Todo en esta vida tiene un "para qué". Las emociones son una de ellas: nada es casual, nada pasa porque sí y nada llega a tu vida para hacerte daño. Muchos de los miedos que están en nosotros son aprendidos de una generación a otra, y la mayoria de las veces ni siquiera lo hemos experimentado.
La ley de la polaridad establece que todo en el universo tiene dos polos opuestos o aspectos duales (como luz y oscuridad, frío y calor, amor y odio), pero lo que realmente dice esta ley es que estos opuestos no son entidades separadas, sino la misma cosa en diferentes grados de intensidad. La clave es que, al ser un mismo espectro, los opuestos pueden transformarse el uno en el otro: el frío puede calentarse y el odio puede convertirse en amor simplemente cambiando la vibración o el grado
Y con esta ley podemos entender porque te digo que hay dos tipos de miedo, porque la energía es la misma solo que la vibración es diferente ¿puedes verlo?.
Te invito a que busques una situación en la que hayas pasado mucho miedo: ¿qué está pasando?, ¿te recuerda a alguna experiencia ya vivida donde lo pasaste mal?, si es asi ¿fue en tu infancia?
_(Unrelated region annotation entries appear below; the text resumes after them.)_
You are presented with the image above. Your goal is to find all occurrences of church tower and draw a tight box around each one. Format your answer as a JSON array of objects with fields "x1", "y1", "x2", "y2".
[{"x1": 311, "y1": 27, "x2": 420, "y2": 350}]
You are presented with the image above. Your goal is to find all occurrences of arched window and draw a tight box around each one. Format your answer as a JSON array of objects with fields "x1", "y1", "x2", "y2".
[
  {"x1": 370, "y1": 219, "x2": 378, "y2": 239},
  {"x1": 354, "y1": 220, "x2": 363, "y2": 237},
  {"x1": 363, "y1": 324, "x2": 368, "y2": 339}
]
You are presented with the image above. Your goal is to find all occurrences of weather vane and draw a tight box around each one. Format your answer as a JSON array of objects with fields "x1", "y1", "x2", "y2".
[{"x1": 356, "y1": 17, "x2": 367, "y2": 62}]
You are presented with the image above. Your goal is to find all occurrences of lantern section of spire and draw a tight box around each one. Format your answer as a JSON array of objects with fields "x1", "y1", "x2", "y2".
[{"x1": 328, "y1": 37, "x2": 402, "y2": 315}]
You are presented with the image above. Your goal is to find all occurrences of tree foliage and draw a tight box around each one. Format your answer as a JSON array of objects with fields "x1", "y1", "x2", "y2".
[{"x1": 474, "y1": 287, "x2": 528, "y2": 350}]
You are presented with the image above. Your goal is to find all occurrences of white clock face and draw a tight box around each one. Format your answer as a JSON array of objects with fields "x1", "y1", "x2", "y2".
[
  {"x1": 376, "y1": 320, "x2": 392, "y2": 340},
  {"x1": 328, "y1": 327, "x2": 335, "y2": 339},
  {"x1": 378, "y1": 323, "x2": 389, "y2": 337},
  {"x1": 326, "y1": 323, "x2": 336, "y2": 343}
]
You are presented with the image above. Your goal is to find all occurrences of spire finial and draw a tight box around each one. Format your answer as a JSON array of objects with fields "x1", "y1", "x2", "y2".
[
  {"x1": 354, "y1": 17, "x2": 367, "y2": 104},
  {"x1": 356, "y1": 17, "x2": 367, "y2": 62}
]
Una vez que lo hayas reconocido, pasa a la segunda acción: ¿qué quieres hacer con esto?, ¿quieres huir o quieres hacerle frente?.
No importa lo que elijas, lo que importa es lo qué sucede en tu vida con la decisión que has tomado, cómo te sientes y plantearte si quieres cambiar de opción.
Todo esto puedes hacerlo. Sé que cuesta —yo lo he vivido y lo vivo muchas veces también—pero la práctica que te he compartido se ha convertido en un sistema automático que me permite usar el miedo según lo necesite.
¡Valiente no es quien no tiene miedo; valiente es aquel que, aun con miedo, sigue adelante!
Te abrazo.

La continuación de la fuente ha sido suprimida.